The first melanocortin receptor, MC1R, is the one most people have heard of without knowing its name. It is expressed predominantly in melanocytes — the pigment-producing cells in your skin and hair follicles. When alpha-MSH binds MC1R, it activates a signaling cascade that upregulates tyrosinase, the rate-limiting enzyme in melanin synthesis. The result is increased production of eumelanin, the dark brown-black pigment that gives skin and hair their darker tones and, more importantly, absorbs and scatters UV radiation. This is the photoprotective function: melanin converts the energy of UV photons into heat rather than allowing it to reach DNA.

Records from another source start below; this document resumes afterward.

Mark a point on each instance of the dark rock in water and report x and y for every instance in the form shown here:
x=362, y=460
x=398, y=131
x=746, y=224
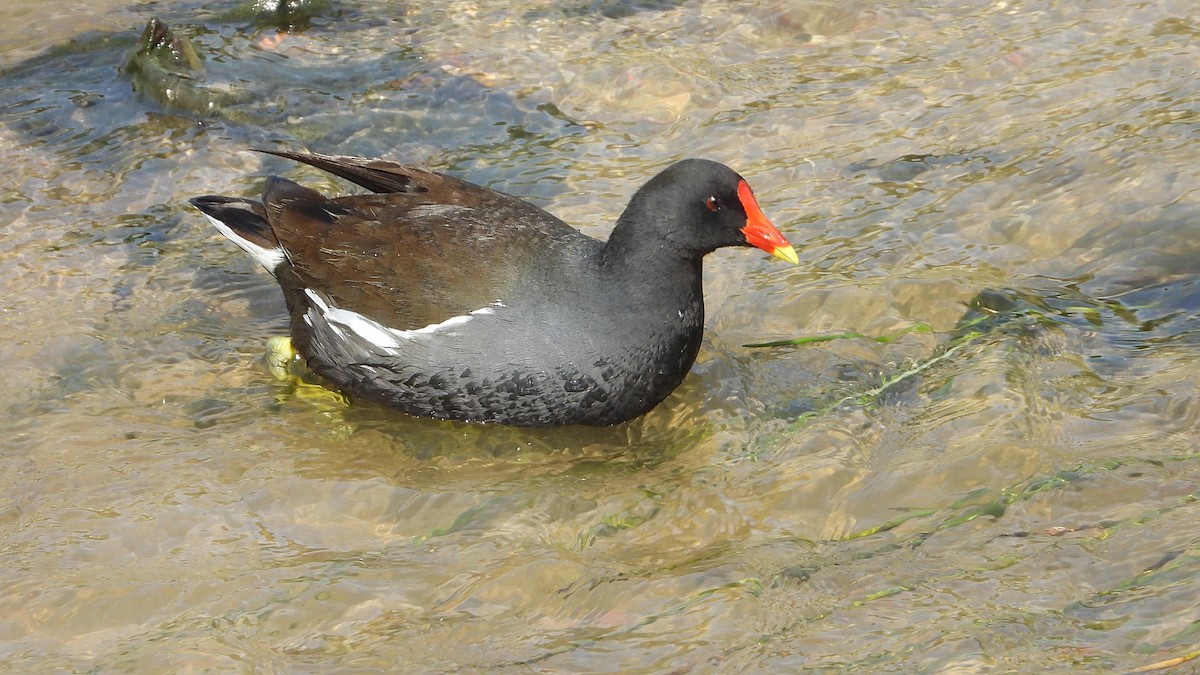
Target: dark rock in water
x=167, y=69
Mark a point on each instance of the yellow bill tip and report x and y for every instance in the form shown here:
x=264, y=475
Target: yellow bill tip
x=786, y=254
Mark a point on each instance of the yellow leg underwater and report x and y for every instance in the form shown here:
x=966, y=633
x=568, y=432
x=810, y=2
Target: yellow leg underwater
x=286, y=365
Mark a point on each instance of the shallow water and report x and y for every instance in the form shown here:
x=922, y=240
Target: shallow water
x=1011, y=488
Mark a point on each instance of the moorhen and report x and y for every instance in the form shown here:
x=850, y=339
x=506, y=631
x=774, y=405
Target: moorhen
x=450, y=300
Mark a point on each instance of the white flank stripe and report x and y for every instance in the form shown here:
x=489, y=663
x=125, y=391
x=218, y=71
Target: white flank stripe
x=270, y=258
x=378, y=334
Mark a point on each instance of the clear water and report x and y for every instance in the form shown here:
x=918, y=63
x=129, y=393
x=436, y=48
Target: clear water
x=1018, y=494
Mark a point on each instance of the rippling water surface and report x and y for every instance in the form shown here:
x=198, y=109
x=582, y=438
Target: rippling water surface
x=991, y=465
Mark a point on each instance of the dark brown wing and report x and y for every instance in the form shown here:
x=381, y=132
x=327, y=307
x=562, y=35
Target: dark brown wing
x=425, y=249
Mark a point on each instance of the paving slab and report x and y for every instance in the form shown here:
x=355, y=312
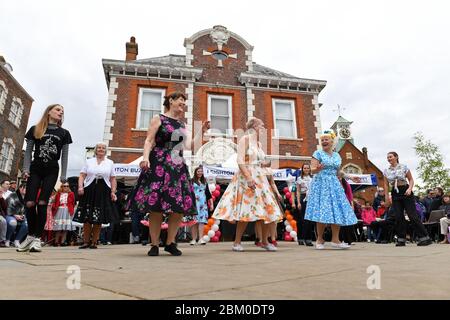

MC1R has natural variation in the human population that matters a great deal. Certain MC1R variants — called red hair color variants, colloquially — produce a receptor that responds poorly to alpha-MSH. People with two non-functional MC1R alleles tend to have red or very light hair, fair skin that tans minimally, and higher risk of UV-induced DNA damage and melanoma. This isn't just aesthetics. It's a functional difference in how well the signaling pathway works at the cellular level. The entire rationale for early melanocortin peptide drug development — the work coming out of the University of Arizona in the 1980s — rested on this observation: if you could pharmacologically stimulate MC1R more strongly than endogenous alpha-MSH does, you might provide photoprotection to people who can't generate enough of their own.
The second receptor, MC2R, is the most specialized. It binds only ACTH, not alpha-MSH, and it is expressed almost exclusively in the adrenal cortex. MC2R is the mechanism by which the pituitary drives cortisol synthesis — a critical node in the HPA axis that governs the stress response. Most drugs targeting the melanocortin system are designed to avoid this receptor, both because it requires a larger peptide ligand and because ACTH-mediated cortisol release is not what any of the current applications are trying to achieve.
The third and fourth receptors, MC3R and MC4R, are where things get interesting from a metabolic and neurological standpoint. Both are expressed centrally — in the hypothalamus, brainstem, and limbic structures — and both participate in the regulation of energy balance and body composition. MC4R in particular is one of the most studied obesity-related targets in pharmacology. Loss-of-function mutations in MC4R are the most common single-gene cause of severe early-onset obesity in humans, affecting roughly 1 in 2000 people. When MC4R signaling is intact and active, it suppresses appetite and increases energy expenditure. When it's knocked out, the result is hyperphagia and weight gain.
MC4R also mediates sexual function, and this is where the system produces one of its more surprising intersections. The same receptor that controls energy balance also plays a role in the initiation of sexual arousal — particularly, in the erectile and genital arousal response. This was not a theoretical deduction. It was discovered accidentally in the lab, which will be covered in detail in the Melanotan II origin article. But the mechanism involves central MC4R activation in hypothalamic circuits that project into autonomic pathways governing genital blood flow. This is how PT-141 (bremelanotide), a melanocortin peptide approved for hypoactive sexual desire disorder in women, works: it activates MC4R in the brain to initiate a sexual arousal response without acting directly on the vascular system the way phosphodiesterase inhibitors do.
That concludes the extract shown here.